A banalização do genocídio coloca um desafio ético em que a escala e a frequência das atrocidades as tornaram quase mundanas, em que a empatia e a indignação são enfraquecidas pela distância e repetição, e em que a justiça é limitada por cálculos geopolíticos e hierarquias de poder. Esta banalização não constitui apenas uma falha para com as suas vítimas directas como também mina o tecido das relações internacionais e as normas dos direitos humanos, do direito internacional humanitário e do direito da guerra. Para inverter esta tendência, é essencial repensar a forma como os genocídios são representados, discutidos e tratados.

Assim, é necessário resistir ao enquadramento dos genocídios como conflitos “inevitáveis” ou “intratáveis” e desafiar as narrativas que obscurecem as escolhas e acções deliberadas que conduzem à violência em massa. Em Gaza, isto significa reconhecer a assimetria de poder e de responsabilidade, reconhecer o bloqueio, a ocupação e a agressão indiscriminada como uma forma de punição colectiva que viola o direito internacional. No Darfur, significa continuar a exigir responsabilidade e justiça, mesmo quando o conflito é ensombrado por outros acontecimentos mundiais.

É também necessário um compromisso renovado com o empenhamento e a acção, que vá além das expressões superficiais de preocupação e passe ao apoio a movimentos sociais, à defesa de mudanças políticas ou à contribuição para os esforços humanitários. Significa também reconhecer a nossa cumplicidade nos sistemas de violência e opressão e trabalhar ativamente para os desmantelar.
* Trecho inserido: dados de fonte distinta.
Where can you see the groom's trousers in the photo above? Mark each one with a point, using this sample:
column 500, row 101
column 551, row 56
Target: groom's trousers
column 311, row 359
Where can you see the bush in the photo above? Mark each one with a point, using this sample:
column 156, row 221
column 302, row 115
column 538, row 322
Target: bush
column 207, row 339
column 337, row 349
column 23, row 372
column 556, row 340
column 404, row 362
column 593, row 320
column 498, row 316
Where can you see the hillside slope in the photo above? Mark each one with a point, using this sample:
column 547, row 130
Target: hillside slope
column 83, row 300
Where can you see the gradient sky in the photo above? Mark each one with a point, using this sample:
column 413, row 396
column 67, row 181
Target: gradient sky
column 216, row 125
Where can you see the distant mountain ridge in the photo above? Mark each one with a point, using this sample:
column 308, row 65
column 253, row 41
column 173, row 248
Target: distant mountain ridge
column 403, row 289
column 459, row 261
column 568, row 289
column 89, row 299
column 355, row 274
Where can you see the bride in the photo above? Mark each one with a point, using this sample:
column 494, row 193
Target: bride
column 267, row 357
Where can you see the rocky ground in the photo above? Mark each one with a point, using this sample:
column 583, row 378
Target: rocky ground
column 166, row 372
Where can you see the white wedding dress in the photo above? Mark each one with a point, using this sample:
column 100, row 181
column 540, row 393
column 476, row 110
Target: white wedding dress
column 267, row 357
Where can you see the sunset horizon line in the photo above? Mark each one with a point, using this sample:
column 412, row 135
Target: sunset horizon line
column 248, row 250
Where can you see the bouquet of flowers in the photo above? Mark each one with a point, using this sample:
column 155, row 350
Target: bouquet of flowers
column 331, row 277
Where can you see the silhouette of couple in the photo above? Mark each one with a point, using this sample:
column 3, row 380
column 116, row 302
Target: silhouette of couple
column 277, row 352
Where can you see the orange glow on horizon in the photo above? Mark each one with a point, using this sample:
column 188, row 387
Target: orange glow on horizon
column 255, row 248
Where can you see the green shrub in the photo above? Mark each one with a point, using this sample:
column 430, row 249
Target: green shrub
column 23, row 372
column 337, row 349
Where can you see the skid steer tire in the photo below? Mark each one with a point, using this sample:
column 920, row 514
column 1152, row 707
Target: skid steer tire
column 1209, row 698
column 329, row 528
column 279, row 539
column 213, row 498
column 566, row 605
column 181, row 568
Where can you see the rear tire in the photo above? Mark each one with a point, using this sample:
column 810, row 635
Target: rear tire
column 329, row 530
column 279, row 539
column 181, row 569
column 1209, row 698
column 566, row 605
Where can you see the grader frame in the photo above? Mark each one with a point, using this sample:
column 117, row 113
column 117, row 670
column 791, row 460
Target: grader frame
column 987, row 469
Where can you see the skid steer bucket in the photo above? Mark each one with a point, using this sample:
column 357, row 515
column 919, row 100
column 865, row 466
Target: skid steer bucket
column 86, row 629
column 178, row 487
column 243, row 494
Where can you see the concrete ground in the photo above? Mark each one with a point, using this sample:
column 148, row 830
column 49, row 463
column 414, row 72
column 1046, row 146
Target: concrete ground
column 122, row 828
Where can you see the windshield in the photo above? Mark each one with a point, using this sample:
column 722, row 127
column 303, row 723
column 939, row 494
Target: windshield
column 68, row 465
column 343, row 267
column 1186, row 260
É ainda necessário reformular os mecanismos jurídicos internacionais para garantir que a justiça seja uma realidade prática. Isto implica a reforma de instituições como o Conselho de Segurança da ONU, o TPI ou o TIJ, de modo a torná-las mais eficazes e menos vulneráveis a pressões políticas, bem como a responsabilização dos Estados poderosos pelas suas acções e pela sua cumplicidade.

Num mundo onde o genocídio se tornou banal, a tarefa para o reverter é imensa, mas não insuperável. Exige uma recusa colectiva em desviar o olhar e um compromisso de solidariedade para com aqueles que sofrem. A luta dos palestinianos de resistência e denúncia nas redes sociais, as manifestações de rua ou os acampamentos em universidades um pouco por todo o mundo em defesa do povo palestiniano e exigindo o fim da guerra são bons exemplos disso. Só recuperando a nossa capacidade de indignação e luta é que podemos esperar honrar a promessa do “nunca mais”.